Even with the most recent data, she still understands pregnant women’s hesitancies. The Poole family wishes there was more data available to make a sure decision. Doctors even say more research is needed. 

Dr. Fred Buckhold with SLUCare and SSM Health said the research hasn’t determined that it’s safe, just that there are no ill effects in any patients. 

“Basically doctors didn’t see a difference in the non-vaccinated population,” Buckhold said. “The patients that got vaccinated still had the same amount of side-effects, the same type of side-affects that many of us have heard about. The shot didn’t seem to confer any harm to the baby or pregnancy.”

The rates of miscarriage, premature births and other complications were comparable to pre-pandemic levels according to reports.

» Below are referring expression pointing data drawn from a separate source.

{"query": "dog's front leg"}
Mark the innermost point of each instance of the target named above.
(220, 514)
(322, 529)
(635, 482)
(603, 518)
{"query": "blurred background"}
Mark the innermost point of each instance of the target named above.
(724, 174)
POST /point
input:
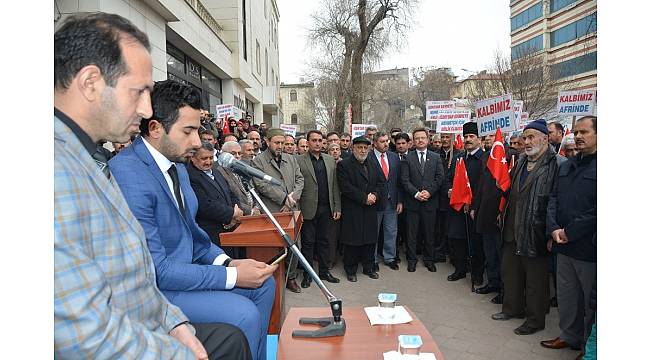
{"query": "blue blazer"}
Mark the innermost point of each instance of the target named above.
(182, 252)
(392, 186)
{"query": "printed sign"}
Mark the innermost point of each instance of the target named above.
(452, 121)
(436, 108)
(573, 103)
(493, 113)
(360, 129)
(289, 129)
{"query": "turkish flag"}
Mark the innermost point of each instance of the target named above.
(461, 191)
(498, 164)
(458, 144)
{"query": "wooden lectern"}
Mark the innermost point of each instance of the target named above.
(262, 241)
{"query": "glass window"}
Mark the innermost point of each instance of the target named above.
(533, 45)
(559, 4)
(532, 13)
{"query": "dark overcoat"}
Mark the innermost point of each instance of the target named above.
(358, 220)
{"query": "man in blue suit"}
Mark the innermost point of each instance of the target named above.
(192, 272)
(388, 162)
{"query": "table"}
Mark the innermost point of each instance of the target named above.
(361, 340)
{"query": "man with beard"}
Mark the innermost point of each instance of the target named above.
(362, 187)
(462, 234)
(525, 263)
(192, 272)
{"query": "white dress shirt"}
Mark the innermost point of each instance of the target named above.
(164, 164)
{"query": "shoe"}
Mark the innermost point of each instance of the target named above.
(557, 343)
(503, 316)
(306, 282)
(411, 267)
(456, 276)
(327, 276)
(497, 299)
(293, 286)
(373, 275)
(393, 265)
(526, 330)
(487, 289)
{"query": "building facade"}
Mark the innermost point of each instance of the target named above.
(227, 49)
(563, 31)
(298, 105)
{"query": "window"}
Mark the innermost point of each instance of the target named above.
(245, 44)
(526, 16)
(559, 4)
(527, 47)
(574, 30)
(575, 66)
(257, 58)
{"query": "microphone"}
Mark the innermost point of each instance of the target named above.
(229, 162)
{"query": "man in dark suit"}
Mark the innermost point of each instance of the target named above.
(391, 203)
(421, 178)
(218, 207)
(461, 225)
(362, 188)
(194, 274)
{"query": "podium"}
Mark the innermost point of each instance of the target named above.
(262, 241)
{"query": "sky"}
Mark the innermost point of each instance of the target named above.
(460, 34)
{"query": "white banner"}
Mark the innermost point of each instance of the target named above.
(574, 103)
(452, 121)
(435, 108)
(289, 129)
(493, 113)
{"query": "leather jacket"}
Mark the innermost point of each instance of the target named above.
(531, 205)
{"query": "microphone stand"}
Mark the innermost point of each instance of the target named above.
(329, 326)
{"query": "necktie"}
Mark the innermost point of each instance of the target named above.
(102, 162)
(422, 160)
(384, 166)
(177, 189)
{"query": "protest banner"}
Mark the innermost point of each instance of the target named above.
(575, 103)
(289, 129)
(452, 121)
(493, 113)
(435, 108)
(360, 129)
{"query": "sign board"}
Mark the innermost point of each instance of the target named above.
(289, 129)
(360, 129)
(225, 110)
(452, 121)
(574, 103)
(493, 113)
(436, 108)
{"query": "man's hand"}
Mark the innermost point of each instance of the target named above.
(252, 273)
(183, 334)
(237, 213)
(559, 236)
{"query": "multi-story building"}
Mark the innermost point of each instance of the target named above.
(563, 31)
(299, 105)
(228, 49)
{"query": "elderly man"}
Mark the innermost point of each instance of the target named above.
(571, 223)
(362, 188)
(106, 302)
(525, 262)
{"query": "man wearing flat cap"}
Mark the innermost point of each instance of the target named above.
(362, 186)
(524, 267)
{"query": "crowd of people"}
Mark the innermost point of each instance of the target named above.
(139, 266)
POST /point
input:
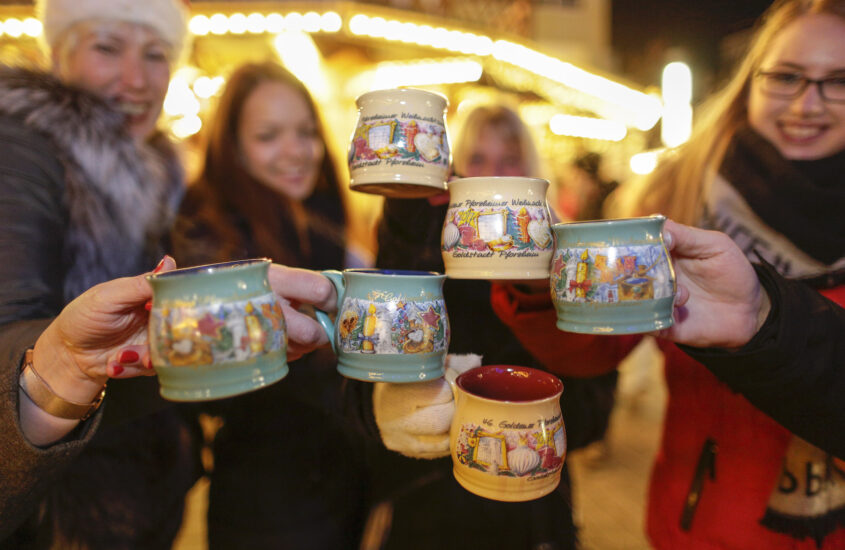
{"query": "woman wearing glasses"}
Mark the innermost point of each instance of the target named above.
(765, 166)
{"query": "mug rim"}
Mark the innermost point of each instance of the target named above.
(373, 271)
(209, 269)
(476, 179)
(484, 369)
(611, 221)
(402, 90)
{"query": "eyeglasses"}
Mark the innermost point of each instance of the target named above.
(791, 85)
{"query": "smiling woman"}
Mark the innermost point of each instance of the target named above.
(286, 474)
(87, 190)
(126, 64)
(764, 166)
(803, 121)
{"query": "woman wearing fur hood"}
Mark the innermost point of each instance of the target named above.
(87, 191)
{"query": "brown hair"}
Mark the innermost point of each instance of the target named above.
(678, 186)
(249, 209)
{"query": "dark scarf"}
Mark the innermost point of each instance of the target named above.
(790, 213)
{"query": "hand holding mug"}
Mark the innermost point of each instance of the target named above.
(102, 333)
(301, 286)
(720, 302)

Doctor Buckhold said this is a good conversation to have with your doctor. Poole said these are good talks to have amongst ourselves as we move ahead.

“More research is needed for pregnant moms getting the vaccine,” Poole said. “But that’s one reason I am happy that I’m starting to get to know moms that have the vaccine so in the future more moms can make informed decisions if they are getting the vaccine or not.” 

The data was based on 5,000 U.S. women who received either the Moderna or Pfizer shots while pregnant according to the CDC. 

Patients who took the Johnson & Johnson vaccine were not a part of this study.